Священникам всегда трудно жилось при советской системе. Но к концу 30-х годов они автоматически попадали под подозрение. Суды над духовенством проходили по всей стране. В журнале «Безбожник» рассказывается о крупном суде в Орле, в который были вовлечены епископ и 12 священников. Одно из предъявленных обвинений заключалось в издании молитвенников на старо-славянском языке.[120]

Прочие обвинения были еще менее правдоподобны.
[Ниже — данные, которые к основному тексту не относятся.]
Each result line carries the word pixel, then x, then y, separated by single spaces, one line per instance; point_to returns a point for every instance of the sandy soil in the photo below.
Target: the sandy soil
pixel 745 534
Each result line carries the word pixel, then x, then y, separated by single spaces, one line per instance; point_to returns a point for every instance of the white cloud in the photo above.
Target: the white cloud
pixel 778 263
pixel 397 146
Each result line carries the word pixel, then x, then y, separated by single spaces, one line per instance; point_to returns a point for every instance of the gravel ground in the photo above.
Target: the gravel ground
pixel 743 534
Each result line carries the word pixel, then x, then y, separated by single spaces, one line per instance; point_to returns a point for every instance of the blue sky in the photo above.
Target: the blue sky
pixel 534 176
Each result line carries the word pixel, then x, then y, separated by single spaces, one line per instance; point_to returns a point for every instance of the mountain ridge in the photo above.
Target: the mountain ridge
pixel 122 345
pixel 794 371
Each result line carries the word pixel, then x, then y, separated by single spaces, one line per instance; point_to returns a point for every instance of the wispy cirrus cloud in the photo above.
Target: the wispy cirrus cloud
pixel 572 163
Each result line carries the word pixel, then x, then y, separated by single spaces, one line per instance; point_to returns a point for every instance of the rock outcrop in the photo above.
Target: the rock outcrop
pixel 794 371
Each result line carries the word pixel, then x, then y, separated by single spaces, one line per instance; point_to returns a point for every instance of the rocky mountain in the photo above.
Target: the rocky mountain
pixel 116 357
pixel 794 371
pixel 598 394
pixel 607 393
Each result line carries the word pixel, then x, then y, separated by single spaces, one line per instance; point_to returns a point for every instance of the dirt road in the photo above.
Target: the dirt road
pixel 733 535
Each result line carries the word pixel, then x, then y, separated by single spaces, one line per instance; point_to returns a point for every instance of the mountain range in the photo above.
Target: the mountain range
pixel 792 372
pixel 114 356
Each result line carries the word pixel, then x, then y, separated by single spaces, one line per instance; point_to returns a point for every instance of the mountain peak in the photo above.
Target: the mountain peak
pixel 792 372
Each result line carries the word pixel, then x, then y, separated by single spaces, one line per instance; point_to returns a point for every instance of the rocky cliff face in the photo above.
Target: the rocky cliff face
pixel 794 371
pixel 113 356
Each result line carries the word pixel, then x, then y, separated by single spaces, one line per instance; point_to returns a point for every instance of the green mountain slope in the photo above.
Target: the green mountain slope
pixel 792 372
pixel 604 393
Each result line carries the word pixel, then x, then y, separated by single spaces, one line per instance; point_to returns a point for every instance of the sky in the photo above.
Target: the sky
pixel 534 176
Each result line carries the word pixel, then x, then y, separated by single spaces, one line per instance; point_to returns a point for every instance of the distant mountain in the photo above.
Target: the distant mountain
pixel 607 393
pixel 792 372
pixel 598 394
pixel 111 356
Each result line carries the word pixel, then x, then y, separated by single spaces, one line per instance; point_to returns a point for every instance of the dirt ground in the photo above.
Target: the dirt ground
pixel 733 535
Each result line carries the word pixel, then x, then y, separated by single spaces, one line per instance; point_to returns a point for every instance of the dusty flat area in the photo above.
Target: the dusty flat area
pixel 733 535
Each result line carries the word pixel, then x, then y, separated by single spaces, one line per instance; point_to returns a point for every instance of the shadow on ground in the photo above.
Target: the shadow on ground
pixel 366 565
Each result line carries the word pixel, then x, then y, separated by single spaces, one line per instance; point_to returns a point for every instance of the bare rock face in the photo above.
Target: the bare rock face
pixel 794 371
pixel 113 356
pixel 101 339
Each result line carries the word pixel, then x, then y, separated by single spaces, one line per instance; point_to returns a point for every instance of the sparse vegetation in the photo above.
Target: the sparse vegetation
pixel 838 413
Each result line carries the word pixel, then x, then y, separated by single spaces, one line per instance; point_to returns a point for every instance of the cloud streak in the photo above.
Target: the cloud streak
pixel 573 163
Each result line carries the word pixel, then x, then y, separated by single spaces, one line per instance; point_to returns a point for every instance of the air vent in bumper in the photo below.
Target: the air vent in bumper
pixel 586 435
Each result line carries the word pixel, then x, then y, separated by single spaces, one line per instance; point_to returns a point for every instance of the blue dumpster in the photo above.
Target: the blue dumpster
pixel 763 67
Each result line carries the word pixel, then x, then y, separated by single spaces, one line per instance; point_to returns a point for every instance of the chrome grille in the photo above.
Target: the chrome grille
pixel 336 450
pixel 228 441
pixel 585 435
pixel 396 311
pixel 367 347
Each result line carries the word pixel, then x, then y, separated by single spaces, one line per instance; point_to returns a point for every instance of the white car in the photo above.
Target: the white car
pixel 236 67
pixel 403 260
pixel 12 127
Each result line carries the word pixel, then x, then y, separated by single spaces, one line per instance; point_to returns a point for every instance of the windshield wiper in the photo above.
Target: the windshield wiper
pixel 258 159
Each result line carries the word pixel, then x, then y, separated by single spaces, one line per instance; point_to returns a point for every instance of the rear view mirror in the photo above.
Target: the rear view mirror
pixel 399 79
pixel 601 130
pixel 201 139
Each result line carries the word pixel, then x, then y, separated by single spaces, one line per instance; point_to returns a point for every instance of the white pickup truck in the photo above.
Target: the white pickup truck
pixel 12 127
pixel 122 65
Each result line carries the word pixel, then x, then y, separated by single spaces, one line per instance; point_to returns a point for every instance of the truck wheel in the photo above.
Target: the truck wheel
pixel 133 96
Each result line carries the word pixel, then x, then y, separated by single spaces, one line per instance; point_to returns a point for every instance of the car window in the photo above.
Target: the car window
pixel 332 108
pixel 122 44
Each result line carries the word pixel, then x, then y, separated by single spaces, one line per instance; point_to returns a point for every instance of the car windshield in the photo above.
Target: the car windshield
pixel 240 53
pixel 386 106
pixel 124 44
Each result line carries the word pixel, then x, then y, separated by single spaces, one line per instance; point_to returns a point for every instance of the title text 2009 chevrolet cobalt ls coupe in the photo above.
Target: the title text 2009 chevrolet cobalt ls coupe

Трое епископов были осуждены по обвинению в агитации за открытие закрытых церквей плюс в антисоветской деятельности.[121] Буддистов обычно объявляли японскими шпионами, которые занимались вредительством: то пытались взрывать мосты, то вредили, дескать, в колхозах.[122] «Деятельностью контрреволюционного мусульманского духовенства» тоже будто бы «руководила японская разведка».[123] Затем «органы НКВД в 1937 году вскрыли и уничтожили немало шпионских гнезд, возглавлявшихся „святыми“ ксендзами и пасторами». Этих людей обвинили во вредительстве на фабриках и заводах, мостах и железных дорогах, в «подрыве колхозов» и в шпионаже,[124] НКВД «раскрыло» также и «вражеское гнездо раввинов», которые в Москве «выполняли задания фашистских разведок».[125]
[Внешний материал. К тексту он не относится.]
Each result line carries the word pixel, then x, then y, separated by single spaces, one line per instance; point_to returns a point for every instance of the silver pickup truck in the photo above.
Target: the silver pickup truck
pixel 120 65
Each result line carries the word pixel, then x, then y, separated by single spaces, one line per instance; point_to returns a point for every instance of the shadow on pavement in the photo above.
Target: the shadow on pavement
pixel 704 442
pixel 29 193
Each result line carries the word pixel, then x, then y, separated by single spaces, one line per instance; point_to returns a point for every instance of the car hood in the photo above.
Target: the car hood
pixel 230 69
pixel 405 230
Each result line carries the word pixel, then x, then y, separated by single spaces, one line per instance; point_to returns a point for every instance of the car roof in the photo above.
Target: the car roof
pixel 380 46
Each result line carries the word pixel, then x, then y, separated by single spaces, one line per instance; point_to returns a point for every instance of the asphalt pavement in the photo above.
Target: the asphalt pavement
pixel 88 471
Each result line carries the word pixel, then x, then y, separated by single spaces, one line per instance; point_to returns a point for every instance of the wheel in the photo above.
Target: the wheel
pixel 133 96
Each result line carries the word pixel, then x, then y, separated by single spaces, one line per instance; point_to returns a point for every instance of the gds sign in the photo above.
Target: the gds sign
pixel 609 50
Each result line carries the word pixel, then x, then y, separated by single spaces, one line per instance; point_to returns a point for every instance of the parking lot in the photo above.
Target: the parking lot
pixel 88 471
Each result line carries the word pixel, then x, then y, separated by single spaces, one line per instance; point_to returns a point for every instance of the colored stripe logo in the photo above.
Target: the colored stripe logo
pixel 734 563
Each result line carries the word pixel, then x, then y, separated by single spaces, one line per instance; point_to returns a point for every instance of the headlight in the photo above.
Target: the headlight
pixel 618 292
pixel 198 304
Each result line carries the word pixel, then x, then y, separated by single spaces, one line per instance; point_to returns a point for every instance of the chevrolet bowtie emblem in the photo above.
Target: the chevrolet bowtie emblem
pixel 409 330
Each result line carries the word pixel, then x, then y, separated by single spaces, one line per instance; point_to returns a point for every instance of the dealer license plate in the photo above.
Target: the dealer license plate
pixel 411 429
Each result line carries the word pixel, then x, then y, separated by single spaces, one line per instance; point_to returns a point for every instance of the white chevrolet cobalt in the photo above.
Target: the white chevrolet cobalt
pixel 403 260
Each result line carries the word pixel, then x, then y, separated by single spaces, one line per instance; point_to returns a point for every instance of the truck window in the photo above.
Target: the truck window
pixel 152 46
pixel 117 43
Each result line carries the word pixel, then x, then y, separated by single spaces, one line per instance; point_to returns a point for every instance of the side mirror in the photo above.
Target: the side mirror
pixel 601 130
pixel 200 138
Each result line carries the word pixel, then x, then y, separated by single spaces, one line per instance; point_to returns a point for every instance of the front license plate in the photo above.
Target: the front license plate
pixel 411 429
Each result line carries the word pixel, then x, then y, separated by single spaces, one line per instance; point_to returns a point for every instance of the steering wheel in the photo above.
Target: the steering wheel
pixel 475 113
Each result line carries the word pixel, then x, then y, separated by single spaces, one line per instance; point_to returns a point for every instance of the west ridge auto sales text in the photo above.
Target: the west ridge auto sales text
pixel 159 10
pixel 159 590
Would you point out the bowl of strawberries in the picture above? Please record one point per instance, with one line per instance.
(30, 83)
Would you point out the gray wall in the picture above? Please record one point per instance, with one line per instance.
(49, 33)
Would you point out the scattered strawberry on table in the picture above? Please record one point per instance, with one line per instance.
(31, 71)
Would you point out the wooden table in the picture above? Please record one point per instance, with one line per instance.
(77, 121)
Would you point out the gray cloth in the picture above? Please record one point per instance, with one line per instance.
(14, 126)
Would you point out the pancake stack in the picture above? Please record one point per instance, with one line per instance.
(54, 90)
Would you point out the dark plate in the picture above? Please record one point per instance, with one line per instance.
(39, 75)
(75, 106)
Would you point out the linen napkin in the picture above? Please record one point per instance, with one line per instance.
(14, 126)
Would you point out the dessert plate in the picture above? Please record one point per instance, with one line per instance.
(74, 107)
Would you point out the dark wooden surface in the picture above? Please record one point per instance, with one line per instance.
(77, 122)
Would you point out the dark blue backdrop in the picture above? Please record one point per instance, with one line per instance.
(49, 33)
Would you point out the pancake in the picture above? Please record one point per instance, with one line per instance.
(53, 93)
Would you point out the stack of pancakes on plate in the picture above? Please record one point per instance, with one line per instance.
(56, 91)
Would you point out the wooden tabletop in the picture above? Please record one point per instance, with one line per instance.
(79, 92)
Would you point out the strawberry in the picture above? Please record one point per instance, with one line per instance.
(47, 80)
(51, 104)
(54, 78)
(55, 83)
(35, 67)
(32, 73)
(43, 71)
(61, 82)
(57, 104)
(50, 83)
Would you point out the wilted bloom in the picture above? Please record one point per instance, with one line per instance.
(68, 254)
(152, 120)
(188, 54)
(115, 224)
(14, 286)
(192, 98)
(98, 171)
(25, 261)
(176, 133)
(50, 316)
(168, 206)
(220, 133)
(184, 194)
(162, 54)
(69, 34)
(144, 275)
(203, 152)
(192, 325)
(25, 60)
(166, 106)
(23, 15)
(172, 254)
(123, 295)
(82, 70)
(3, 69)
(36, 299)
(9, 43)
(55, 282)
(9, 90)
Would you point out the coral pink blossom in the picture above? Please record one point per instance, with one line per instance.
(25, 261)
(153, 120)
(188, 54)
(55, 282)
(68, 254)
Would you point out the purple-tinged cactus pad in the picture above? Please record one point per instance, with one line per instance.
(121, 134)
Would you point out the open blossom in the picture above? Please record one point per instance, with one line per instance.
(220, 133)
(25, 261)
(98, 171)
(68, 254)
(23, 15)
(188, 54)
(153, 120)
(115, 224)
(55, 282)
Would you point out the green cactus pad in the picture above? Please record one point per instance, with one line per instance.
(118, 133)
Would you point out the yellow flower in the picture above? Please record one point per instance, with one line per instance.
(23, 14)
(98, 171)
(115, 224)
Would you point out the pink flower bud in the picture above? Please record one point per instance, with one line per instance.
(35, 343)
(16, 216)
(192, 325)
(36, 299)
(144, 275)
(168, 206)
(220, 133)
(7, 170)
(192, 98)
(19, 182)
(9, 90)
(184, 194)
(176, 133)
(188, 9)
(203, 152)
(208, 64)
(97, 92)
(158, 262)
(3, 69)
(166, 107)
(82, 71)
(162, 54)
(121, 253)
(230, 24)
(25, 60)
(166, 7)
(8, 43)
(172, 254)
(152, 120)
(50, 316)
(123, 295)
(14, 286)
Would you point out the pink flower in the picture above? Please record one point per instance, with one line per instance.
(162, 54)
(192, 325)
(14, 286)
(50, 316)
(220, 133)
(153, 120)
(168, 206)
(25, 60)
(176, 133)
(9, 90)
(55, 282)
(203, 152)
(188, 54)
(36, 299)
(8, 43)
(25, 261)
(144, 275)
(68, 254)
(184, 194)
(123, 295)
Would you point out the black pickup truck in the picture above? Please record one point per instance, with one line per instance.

Если с национальностью, прошлым, политическими взглядами все было благополучно, то могли подвести связи. Репрессии, начавшиеся внутри партии, правительства и армии, шли вширь: у каждого осужденного были родственники и знакомые, а у знакомых — свои родственники. Мы уже упоминали о четырех списках людей, подлежащих расстрелу, которые Ежов направил Сталину. Список № 4 состоял из «жен врагов народа».[126] Мы рассказывали, как были ликвидированы или отправлены в тюрьму родственники репрессированных генералов. Военных обычно расстреливали быстрее, чем штатских, и без суда. В некоторых затянувшихся делах признания осужденных были получены в обмен на обещания не убивать членов семей. Иногда Сталин держал данное слово. Одна осужденная беженка повстречала в лагере 12 жен, двух дочерей, невестку и двух сестер крупных партийных работников, включая жену Ягоды.[127] Жены, как правило, получали по 8 лет.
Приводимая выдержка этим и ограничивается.